Incredibly funny of you to fucking put a jojo reference in you saying about how awful kokichi is, Dio is worse, I am shipping you with the anon who won't stop calling Kaito a rapist on one of my other blogs. Anyways he's a kiddo in a killing game with a murder total of like 2, he did bad things but, like, saying he's the worst character in all of fiction when making a jojo reference is fucking wild, Dio is right there!! Literally kicking dogs!!!!! Kokichi doesn't kick dogs and is thus an inherently better person
"Have you ever heard of a torture called scaphism? Here's the lovely description: "The king decreed that Mithridates should be put to death in boats; which execution is after the following manner: Taking two boats framed exactly to fit and answer each other, they lie down in one of them the malefactor that suffers, upon his back; then, covering it with the other, and so setting them together that the head, hands, and feet of him are left outside, and the rest of his body lies shut up within, they"
Wow you are so bad at actually explaining things within an ask, you could have summed this up in like 15 words, "its where they shut everything but your hands head and feet in a boat" get to the fucking POINT
"hey find his flesh devoured, and swarms of such noisome creatures preying upon and, as it were, growing to his inwards.

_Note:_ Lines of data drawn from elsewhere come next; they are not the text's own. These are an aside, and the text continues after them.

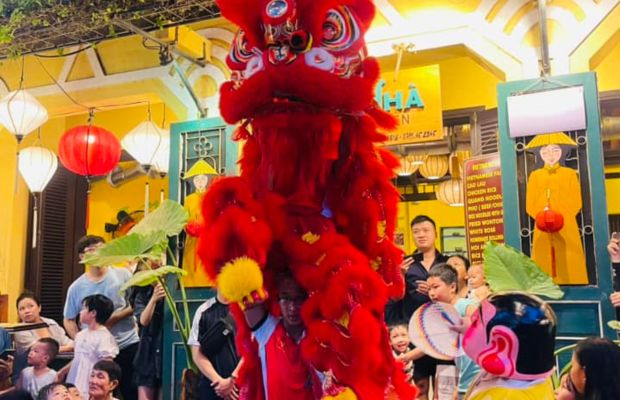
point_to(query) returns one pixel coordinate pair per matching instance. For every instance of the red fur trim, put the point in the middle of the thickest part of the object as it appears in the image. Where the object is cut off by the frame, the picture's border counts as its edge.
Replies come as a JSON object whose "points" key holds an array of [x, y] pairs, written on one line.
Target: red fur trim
{"points": [[319, 89]]}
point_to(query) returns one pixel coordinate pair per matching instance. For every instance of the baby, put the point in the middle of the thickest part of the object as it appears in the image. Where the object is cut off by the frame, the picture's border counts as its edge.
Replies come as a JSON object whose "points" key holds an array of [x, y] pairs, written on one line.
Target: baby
{"points": [[399, 340], [478, 288]]}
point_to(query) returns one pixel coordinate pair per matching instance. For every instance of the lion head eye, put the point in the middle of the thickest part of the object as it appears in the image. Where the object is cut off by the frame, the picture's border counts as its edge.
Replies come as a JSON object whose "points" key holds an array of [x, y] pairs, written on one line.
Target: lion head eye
{"points": [[340, 30]]}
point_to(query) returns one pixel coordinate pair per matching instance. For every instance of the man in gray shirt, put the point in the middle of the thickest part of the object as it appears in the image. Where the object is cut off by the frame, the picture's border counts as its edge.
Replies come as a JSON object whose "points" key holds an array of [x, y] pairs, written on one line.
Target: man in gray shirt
{"points": [[106, 281]]}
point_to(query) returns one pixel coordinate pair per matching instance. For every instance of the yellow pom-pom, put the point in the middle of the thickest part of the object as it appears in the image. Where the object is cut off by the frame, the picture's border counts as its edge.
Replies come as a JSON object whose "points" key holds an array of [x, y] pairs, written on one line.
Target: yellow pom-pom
{"points": [[346, 394], [239, 278]]}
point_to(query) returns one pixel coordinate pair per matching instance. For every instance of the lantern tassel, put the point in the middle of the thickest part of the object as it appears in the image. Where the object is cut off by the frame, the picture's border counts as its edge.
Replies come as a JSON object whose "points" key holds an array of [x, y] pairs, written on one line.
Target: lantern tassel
{"points": [[146, 198], [86, 223], [35, 222], [553, 269]]}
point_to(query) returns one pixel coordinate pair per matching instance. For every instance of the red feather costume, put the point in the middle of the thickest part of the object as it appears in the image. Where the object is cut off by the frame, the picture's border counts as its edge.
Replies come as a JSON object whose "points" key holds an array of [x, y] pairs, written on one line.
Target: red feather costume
{"points": [[314, 193]]}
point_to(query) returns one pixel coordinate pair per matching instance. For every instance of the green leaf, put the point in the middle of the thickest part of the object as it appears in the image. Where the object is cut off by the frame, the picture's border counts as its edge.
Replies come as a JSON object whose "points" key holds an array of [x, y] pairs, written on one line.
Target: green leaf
{"points": [[148, 277], [509, 269], [614, 325], [169, 217], [127, 248]]}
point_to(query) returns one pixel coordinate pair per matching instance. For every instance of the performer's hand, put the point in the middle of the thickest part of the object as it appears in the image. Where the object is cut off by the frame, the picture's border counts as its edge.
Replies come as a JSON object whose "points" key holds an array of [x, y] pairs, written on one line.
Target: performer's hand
{"points": [[422, 287], [194, 228], [223, 387], [615, 299], [158, 293]]}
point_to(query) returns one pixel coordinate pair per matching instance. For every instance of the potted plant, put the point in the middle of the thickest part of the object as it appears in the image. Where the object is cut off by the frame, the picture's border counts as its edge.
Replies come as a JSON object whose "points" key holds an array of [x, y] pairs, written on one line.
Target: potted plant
{"points": [[147, 243]]}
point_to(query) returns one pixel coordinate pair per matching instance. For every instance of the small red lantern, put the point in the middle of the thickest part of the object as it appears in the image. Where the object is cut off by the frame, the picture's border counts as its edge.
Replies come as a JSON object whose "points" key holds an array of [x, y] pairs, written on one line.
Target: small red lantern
{"points": [[549, 221], [89, 150]]}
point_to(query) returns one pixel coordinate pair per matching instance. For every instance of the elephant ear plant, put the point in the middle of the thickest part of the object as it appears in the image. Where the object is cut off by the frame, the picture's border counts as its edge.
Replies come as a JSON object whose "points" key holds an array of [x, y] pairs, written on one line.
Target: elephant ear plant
{"points": [[145, 244]]}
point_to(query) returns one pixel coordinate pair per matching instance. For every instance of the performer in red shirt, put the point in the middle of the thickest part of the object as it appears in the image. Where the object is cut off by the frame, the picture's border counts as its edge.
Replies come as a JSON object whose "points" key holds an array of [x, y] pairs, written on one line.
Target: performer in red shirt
{"points": [[286, 374]]}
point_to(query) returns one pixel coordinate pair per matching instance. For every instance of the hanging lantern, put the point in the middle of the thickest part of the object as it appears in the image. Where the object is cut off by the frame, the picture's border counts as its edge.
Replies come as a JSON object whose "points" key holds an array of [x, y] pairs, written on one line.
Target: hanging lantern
{"points": [[37, 166], [549, 221], [21, 113], [451, 192], [89, 150], [434, 167], [410, 163], [144, 141]]}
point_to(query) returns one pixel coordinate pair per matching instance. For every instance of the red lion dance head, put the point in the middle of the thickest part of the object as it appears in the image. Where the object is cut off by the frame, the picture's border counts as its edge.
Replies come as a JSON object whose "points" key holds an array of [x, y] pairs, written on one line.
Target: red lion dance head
{"points": [[315, 196]]}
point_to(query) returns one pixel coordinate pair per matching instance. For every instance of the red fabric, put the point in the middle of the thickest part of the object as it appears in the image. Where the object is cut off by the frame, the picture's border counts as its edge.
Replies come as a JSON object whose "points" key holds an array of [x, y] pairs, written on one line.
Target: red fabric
{"points": [[315, 193], [289, 376], [89, 150]]}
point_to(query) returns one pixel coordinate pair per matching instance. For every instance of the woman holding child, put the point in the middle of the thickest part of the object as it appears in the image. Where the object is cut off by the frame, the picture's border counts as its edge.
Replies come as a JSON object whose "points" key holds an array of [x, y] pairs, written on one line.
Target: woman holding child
{"points": [[29, 311]]}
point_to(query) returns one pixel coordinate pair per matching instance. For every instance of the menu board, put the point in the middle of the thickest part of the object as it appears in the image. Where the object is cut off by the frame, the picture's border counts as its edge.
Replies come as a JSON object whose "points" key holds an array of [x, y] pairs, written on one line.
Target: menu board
{"points": [[484, 210]]}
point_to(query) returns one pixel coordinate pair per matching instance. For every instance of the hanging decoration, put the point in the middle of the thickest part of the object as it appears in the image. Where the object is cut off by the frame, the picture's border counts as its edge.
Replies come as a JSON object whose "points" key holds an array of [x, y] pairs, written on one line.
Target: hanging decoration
{"points": [[410, 163], [450, 192], [21, 113], [434, 167], [89, 150], [144, 142], [37, 166]]}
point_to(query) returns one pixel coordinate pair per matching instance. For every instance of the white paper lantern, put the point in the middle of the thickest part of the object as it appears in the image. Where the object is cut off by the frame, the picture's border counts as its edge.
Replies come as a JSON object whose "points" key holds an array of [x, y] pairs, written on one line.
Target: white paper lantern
{"points": [[451, 192], [143, 142], [21, 113], [37, 166]]}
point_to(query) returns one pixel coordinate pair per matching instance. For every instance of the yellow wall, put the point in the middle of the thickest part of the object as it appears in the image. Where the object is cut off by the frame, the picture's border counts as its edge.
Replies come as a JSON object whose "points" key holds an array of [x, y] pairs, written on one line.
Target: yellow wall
{"points": [[443, 215], [465, 83], [105, 201]]}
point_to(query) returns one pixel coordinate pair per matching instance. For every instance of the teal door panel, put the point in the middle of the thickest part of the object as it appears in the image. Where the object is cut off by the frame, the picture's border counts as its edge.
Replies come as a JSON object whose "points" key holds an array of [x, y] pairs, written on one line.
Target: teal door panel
{"points": [[208, 139], [585, 309]]}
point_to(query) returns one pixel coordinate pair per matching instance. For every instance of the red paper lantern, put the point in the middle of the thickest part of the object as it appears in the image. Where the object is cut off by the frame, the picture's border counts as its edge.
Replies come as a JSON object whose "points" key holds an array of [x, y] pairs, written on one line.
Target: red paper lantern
{"points": [[549, 221], [89, 150]]}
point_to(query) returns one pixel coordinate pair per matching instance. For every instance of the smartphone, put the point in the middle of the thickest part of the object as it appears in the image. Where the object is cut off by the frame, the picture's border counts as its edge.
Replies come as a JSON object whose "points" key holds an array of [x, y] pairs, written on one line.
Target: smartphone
{"points": [[6, 353]]}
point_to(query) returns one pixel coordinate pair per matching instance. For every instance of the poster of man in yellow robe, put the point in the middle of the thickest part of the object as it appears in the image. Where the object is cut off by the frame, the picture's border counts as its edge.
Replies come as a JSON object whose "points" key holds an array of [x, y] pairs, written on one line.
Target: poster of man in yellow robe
{"points": [[199, 173], [556, 188]]}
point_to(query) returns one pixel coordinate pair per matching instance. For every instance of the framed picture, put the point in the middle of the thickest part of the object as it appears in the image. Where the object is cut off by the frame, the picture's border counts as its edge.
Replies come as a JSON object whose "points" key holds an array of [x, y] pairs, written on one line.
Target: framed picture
{"points": [[453, 240]]}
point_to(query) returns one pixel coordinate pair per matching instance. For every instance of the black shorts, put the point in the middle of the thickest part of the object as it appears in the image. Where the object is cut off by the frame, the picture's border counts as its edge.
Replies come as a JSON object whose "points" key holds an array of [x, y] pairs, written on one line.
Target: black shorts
{"points": [[426, 367]]}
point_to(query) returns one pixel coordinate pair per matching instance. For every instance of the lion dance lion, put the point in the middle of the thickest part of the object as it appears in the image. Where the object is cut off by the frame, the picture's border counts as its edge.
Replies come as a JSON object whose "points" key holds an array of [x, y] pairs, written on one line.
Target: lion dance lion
{"points": [[315, 193]]}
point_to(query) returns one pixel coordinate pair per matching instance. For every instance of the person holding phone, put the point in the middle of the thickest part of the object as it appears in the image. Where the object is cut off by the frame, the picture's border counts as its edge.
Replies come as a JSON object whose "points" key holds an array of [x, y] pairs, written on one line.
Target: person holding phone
{"points": [[614, 252], [424, 232]]}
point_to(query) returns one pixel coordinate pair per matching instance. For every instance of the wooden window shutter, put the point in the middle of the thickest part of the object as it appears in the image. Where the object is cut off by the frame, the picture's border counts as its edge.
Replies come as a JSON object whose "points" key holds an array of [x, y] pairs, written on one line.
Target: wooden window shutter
{"points": [[485, 136], [53, 265]]}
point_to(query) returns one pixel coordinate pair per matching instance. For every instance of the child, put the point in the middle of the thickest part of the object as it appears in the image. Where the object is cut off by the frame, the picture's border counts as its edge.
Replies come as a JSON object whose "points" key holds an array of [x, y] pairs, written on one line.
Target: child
{"points": [[74, 393], [41, 354], [442, 282], [478, 288], [92, 344], [399, 339], [53, 391]]}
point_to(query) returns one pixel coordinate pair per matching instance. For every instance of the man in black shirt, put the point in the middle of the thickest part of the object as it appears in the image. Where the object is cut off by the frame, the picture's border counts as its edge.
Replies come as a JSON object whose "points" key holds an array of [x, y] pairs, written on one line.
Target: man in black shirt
{"points": [[416, 291]]}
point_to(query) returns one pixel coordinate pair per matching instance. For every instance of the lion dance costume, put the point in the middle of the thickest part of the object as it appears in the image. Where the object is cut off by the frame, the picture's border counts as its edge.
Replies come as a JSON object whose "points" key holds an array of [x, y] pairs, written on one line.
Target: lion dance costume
{"points": [[314, 195]]}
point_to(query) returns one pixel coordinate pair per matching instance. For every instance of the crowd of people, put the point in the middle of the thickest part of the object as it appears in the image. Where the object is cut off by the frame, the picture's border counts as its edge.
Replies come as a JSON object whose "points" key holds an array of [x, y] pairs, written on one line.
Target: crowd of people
{"points": [[117, 340]]}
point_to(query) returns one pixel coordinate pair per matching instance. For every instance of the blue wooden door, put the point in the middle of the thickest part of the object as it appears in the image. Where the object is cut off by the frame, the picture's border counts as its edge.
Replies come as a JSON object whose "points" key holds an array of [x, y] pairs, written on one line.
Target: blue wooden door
{"points": [[207, 139], [585, 309]]}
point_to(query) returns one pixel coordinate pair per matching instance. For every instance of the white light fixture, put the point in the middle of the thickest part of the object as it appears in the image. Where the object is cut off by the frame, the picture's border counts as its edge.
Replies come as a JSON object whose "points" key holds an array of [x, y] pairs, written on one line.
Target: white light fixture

In this way Mithridates, after suffering for seventeen days, at last expired." This is what you deserve. "Shou Tucker is totes a good father to Nina that loves her so so much and he TOTALLY HAD to turn her into a chimera because he had no other option" that's what you sound like. Kokichi is a worse person than fucking Junko, because at least Junko forced her classmates and"
God you took so many words to say "you should be eaten and suffer for 17 days" who caressss about the history oh my god im bored to TEARS. Also at least Kokichi's plan worked, Shou Tucker is the shittiest alchemist in the series. I'm also not even sure if this method would work, i would simple manage to get loose, i am built different mithridates.
What did this dude even do im curious now, PFF LOOKING IT UP YOU DIDN'T EVEN GET THE DETAILS RIGHT BITCH WHERE'S MY HONEY AND MILK, ITS NOT EVEN A REAL BOAT IT'S HOLLOW LOGS, there's no even real proof this torture even existed god you're bad at this you might as well shut me in an iron maiden , also the guy killed a guy i guess, I don't actually care, but anyway you wouldn't even do it right I'd be fine
"sister into a killing game BECAUSE SHE GENUINELY LOVED THEM and killing them and making them suffer was a way to bring herself as much despair as possible. Kokichi, however, is just a sadist that enjoys everyone's suffering and doesn't even feel despair when others die. Everything he does is for his own amusement, not for ANY altruistic motive. He PURPOSELY drove Gonta to despair just to see him suffer. He made him kill Miu just so he would see Gonta's despair when he's exposed and executed for"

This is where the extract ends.